Selanik'in İzmir'e benzemesini en çok sağlayan şey Kordon'a benzer sahil şeridi.  Gerçekten kendini İzmir'de gibi hissediyor insan. Ardından eskinin lüksünü yansıtan bir kafeyi gözümüze kestirip mola veriyoruz ve 60'lar 70'lerden Amerikan caz klasikleri eşliğinde kahvelerimizi yudumlayıp etrafı kesiyoruz. Ekonomik krize rağmen konumunu kaybetmemiş burjuva sınıfının varlığını gösteren bir mekan burası; pazar öğlen olmadan daha kimisi kiliseden çıkmış şık şıkıdım kadınlar ve erkekler masalara oturmuş kahvelerini yudumluyorlar. 2017 başlarında Yunanistan'da krizdeki ekonomi bir kez daha alarm zillerini çalarken bu kesim hala daha keyifli görünüyor. 
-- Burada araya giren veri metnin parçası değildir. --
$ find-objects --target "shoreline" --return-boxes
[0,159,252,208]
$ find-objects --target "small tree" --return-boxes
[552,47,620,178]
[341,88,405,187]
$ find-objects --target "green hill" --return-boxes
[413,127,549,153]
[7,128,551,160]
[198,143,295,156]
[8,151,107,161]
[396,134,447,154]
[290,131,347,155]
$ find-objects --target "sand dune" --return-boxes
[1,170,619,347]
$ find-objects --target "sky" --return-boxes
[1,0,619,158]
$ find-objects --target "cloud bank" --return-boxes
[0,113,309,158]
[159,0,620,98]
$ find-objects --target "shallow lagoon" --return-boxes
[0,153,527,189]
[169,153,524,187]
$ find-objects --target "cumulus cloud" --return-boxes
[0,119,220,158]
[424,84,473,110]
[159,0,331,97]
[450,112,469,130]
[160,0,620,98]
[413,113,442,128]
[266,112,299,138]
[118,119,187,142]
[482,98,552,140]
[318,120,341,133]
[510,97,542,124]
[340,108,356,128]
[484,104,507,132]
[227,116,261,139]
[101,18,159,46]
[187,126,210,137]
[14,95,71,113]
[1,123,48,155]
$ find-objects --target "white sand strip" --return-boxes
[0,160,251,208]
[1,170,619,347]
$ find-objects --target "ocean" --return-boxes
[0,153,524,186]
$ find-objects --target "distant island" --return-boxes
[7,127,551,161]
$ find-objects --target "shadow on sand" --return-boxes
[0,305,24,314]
Mola sonrası Aristo Meydanına kadar yürüyüşümüze devam edip sahile paralel uzanan Selanik'in en işlek, mağazalarıyla meşhur caddesinden geriye doğru yürüyoruz. Önce karşımıza Galerius Kemeri çıkıyor. Navarinou Meydanının yanındaki kemerin ardından eski Bizans Sarayı kalıntıları bizi cezbediyor ve kuzeye doğru kalıntıları takip ede ede yürüyoruz. Sonunda silindir şeklindeki yapısıyla dikkat çeken Rotunda çıkıyor karşımıza. Şimdilerde kilise olan bu tapınak Roma İmparatorluğu döneminde pagan tanrılarına tapınmak için yapılıyor. Ardından Hristiyanlık Roma'nın resmi dini olunca kiliseye çevriliyor. Osmanlılar Selanik'i aldıktan sonra 1590'da yan tarafına minare inşa edilip camiye çevrilen yapı 1912'ye kadar cami işlevi görüyor. Balkan savaşında Yunanlıların şehri ele geçirmesinden sonra yeniden kiliseye çevrilen yapı şimdilerde ücretsiz gezilebiliyor. 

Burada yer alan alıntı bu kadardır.